**Bulk RNAseq** data analysis workflow includes the following steps:
1. Quality control by [FastQC](https://www.bioinformatics.babraham.ac.uk/projects/fastqc/)
2. Trimming of bad quality reads with [TrimGalore](https://www.bioinformatics.babraham.ac.uk/projects/trim_galore/)
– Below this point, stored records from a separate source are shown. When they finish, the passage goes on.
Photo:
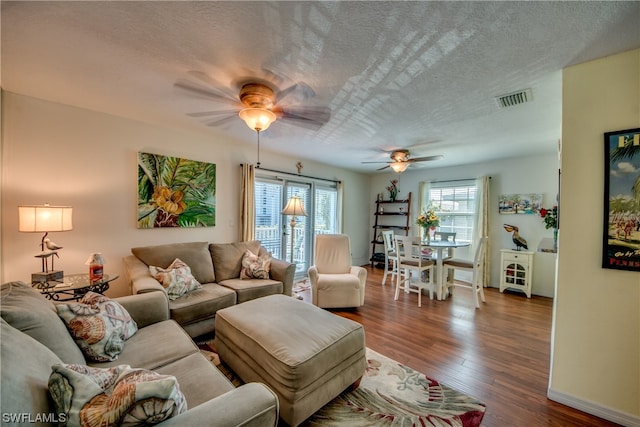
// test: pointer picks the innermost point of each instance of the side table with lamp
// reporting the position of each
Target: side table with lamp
(45, 219)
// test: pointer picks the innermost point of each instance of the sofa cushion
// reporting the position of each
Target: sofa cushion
(176, 279)
(249, 289)
(254, 266)
(199, 379)
(227, 257)
(194, 254)
(118, 395)
(201, 304)
(99, 326)
(27, 310)
(154, 346)
(25, 365)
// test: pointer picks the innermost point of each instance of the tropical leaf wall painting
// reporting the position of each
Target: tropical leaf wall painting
(175, 192)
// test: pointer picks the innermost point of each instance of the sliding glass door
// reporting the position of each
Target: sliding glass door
(320, 202)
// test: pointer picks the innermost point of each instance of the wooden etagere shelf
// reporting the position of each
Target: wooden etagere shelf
(389, 208)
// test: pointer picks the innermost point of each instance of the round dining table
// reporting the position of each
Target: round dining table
(439, 246)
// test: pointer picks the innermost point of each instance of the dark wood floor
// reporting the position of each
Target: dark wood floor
(498, 353)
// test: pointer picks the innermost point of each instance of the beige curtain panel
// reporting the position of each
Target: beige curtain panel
(248, 207)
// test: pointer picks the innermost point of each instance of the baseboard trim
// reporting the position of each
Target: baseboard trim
(593, 408)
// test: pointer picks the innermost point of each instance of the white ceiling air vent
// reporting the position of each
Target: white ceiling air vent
(514, 98)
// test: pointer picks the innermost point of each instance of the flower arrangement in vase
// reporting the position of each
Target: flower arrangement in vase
(393, 190)
(428, 220)
(550, 218)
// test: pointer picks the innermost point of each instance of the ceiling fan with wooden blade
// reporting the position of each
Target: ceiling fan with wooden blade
(259, 104)
(400, 160)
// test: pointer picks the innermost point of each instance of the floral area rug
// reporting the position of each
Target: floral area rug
(390, 394)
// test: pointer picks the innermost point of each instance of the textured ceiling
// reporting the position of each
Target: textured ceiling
(393, 74)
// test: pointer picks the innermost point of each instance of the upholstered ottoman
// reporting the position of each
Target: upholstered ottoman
(305, 354)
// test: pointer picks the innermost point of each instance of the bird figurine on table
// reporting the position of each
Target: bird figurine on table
(51, 245)
(517, 239)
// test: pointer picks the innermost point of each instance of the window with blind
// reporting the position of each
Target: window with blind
(455, 204)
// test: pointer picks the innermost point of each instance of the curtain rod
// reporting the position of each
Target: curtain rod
(456, 180)
(296, 174)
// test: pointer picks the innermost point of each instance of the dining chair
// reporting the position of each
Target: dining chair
(475, 267)
(446, 235)
(390, 256)
(411, 261)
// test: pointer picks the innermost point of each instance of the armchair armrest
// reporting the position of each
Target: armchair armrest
(283, 271)
(147, 308)
(250, 405)
(140, 280)
(360, 272)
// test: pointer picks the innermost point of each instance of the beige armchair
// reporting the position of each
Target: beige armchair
(335, 283)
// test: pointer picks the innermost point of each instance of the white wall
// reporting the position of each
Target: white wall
(519, 175)
(64, 155)
(596, 340)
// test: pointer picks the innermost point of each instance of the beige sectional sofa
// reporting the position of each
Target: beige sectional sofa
(217, 267)
(34, 338)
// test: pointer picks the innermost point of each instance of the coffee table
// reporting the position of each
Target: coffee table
(73, 287)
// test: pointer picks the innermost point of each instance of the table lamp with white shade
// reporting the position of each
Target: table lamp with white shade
(45, 219)
(294, 208)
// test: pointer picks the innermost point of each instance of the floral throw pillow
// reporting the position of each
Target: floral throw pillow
(99, 325)
(254, 266)
(176, 279)
(119, 395)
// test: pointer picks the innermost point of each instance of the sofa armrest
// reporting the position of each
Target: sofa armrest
(250, 405)
(147, 308)
(140, 279)
(283, 271)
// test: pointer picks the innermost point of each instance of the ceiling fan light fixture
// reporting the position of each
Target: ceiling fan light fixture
(258, 119)
(399, 167)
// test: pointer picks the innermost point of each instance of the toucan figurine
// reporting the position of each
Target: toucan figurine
(517, 239)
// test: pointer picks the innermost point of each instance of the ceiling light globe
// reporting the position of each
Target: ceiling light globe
(257, 119)
(399, 167)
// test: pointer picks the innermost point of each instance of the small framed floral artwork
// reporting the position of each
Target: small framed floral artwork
(519, 203)
(175, 192)
(621, 239)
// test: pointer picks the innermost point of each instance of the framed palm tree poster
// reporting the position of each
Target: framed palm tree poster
(175, 192)
(621, 240)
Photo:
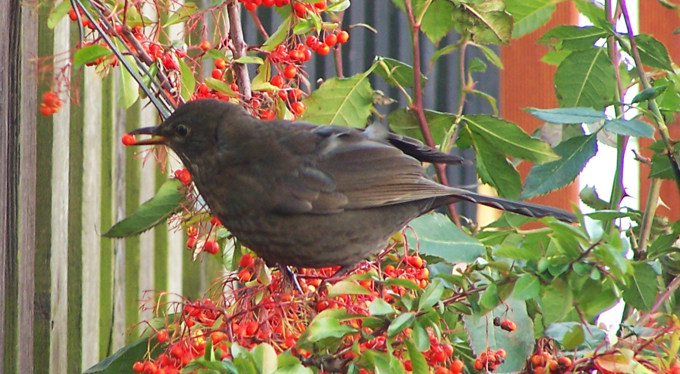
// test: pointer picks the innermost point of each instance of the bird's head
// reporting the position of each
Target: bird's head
(193, 129)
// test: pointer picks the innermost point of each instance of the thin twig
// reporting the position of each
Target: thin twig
(239, 44)
(417, 104)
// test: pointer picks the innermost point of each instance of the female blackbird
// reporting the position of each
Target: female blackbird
(305, 195)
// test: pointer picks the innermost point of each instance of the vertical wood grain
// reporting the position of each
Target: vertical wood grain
(661, 22)
(528, 82)
(59, 218)
(91, 217)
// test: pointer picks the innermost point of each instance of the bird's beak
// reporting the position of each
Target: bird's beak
(154, 139)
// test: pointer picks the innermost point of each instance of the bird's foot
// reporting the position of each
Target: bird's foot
(290, 274)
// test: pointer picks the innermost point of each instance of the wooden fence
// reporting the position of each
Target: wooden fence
(71, 296)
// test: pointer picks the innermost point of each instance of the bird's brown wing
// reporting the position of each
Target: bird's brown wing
(349, 170)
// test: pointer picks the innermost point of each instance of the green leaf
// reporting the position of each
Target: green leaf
(494, 168)
(396, 73)
(437, 21)
(405, 122)
(420, 336)
(518, 344)
(279, 35)
(89, 54)
(324, 326)
(250, 60)
(573, 38)
(58, 13)
(431, 295)
(556, 301)
(129, 90)
(181, 14)
(489, 298)
(495, 28)
(218, 85)
(629, 127)
(575, 153)
(187, 79)
(510, 138)
(402, 321)
(380, 307)
(347, 288)
(338, 6)
(490, 55)
(265, 358)
(585, 79)
(594, 12)
(649, 93)
(527, 287)
(568, 115)
(643, 288)
(151, 213)
(121, 361)
(652, 52)
(418, 362)
(529, 15)
(341, 101)
(438, 236)
(568, 331)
3. Alignment with [STAR](https://github.com/alexdobin/STAR)
Running command
"STAR " +
"--runThreadN {threads} " +
"--genomeDir {input.genome} " +
"--readFilesIn {params.trim_seq} " +
"--outSAMstrandField intronMotif " +
"--outFileNamePrefix {params.aln_seq_prefix} " +
"--outSAMtype BAM SortedByCoordinate " +
"--outSAMmultNmax 1 " +
"--outFilterMismatchNmax 10 " +
"--outReadsUnmapped Fastx " +
"--readFilesCommand zcat "
4. Gene expression quantification with [FeatureCounts](https://academic.oup.com/bioinformatics/article/30/7/923/232889)
Running command
"featureCounts " +
"-a {input.annot} " +
"-o {output.fcount} " +
"-g gene_name " +
"-p -B -C " +
"-s {params.strand} " +
"--minOverlap 10 " +
"-T {threads} " +
"{input.bams} "
5. Differential Expression analysis with [Deseq2](https://bioconductor.org/packages/release/bioc/html/DESeq2.html) and [edgeR](https://doi.org/10.1093/bioinformatics/btp616).
For Thal vs HD comparison intra population (HSC or MPP - n = 2) we used the simple design with counts ~ condition, whereas for assessing differencies between Thal and HD in HSC and MPP togheter we included the celltype covariate : count ~ celltype + condition. Genes with an FDR < 0.05 or < 0.001 were considered DEGs for intra population comparisons and combined (HSC + MPP) with covariate respectively.
6. Downstream analysis
We performed Over Representation Analyses (ORA) and Gene Set Enrichment Analyses (GSEA) using R/Bioconductor package [clusterProfiler](https://bioconductor.org/packages/release/bioc/html/clusterProfiler.html) (v.3.8.1). Pre-ranked gene list according to log2FC was used to perform Gene Set Enrichment Analysis (GSEA). Terms with adjusted p-value (Benjiamini-Hochberg correction) less than 0.05 were considered significantly enriched.
7. Supplementary analysis: Music deconvolution analysis
We also applied Music to perform BulkRNAseq deconvolution according to celltype specific transcriptomic profiles obtained from scRNAseq dataset (Tusi et al 2021).
For details see content of Music folder.